In an age of target marketing, knowing what the customer buys and where he or she buys it is essential. Most merchant acquirers don't compile that kind of information in depth--at least not yet. FDR recently announced a new company that can give banks access to such information.

But while banks dawdle, American Express Co. is working on ways to mine its vast database of buying information to shape marketing campaigns towards cardholders.

"If American Express is successful in its program, it will have the effect of diminishing bank cards at the point of sale," Peirce says.

But can banks really afford that access? Martaus notes that the reason banks got out of the business was the margins--50 basis points, perhaps, compared to 250 basis points or more in the card-issuing side of credit cards.

"Most banks have failed in this business because they haven't focused on this business as being a viable revenue stream," says O. B. Rawls, senior vice president at NationsBank, which was the seventh-largest acquirer in 1993 with $8.6 billion. "It's a complicated business--it's not rocket science, but it's complicated. There are a lot of nuances and opportunities to lose money in this business."

Striking a Blow for Banks

Most of the nation's credit card transactions are handled by a few merchant acquirers, a group dominated by non-banks. That means most banks are shut out of information gathered at the point of sale, information that they could use to sell their own credit cards.

But First Data Corp. doesn't see it that way. As the nation's largest bank card processor, FDC says it processes transactions on 27% of all the nation's cards.
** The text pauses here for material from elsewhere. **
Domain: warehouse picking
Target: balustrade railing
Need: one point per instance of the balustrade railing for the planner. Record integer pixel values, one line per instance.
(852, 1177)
And that, FDC says, is a huge database waiting to be mined-for banks' consumption.

In August, the Omaha, NE, processor formed USA Value Exchange, a company that will take information at the point of sale and distribute it to its customer banks. The company, which will be owned by banks but have a service contract with FDC, will channel purchasing information into databases, enabling banks to offer their cardholders discounts and other inducements for card usage.

For instance, a clothes manufacturer could offer a 20% discount to frequent buyers of the company's clothes at a specific retailer. USA Value Exchange would search its database to find consumers who had previously bought the manufacturer's clothes with their bank cards.

Those names would be passed on to banks, which in turn would give a coupon for a discount to any person that happened to be an existing cardholder. The cardholder using the card to buy manufacturer's clothes at the specified retailer would then get 20% off the next statement item from that merchant.

This is a direction that industry experts have predicted for years, and, FDC hopes, one that will avoid the privacy issues that have plagued past efforts, says Roger Peirce, president of the Electronic Funds Services Group, a unit of First Data Corp. By giving information to banks on their own cardholders and not to retailers, FDC says that it won't be disclosing private information to outside entities.

More important, Peirce says such information can help banks battle non-bank cards, which usually have a product affiliation or rebate. "This could literally change the way bank cards are perceived in the market-place," Peirce says. "It goes beyond co-branding--it eliminates co-branding to some degree, by putting the bank brand back into focus."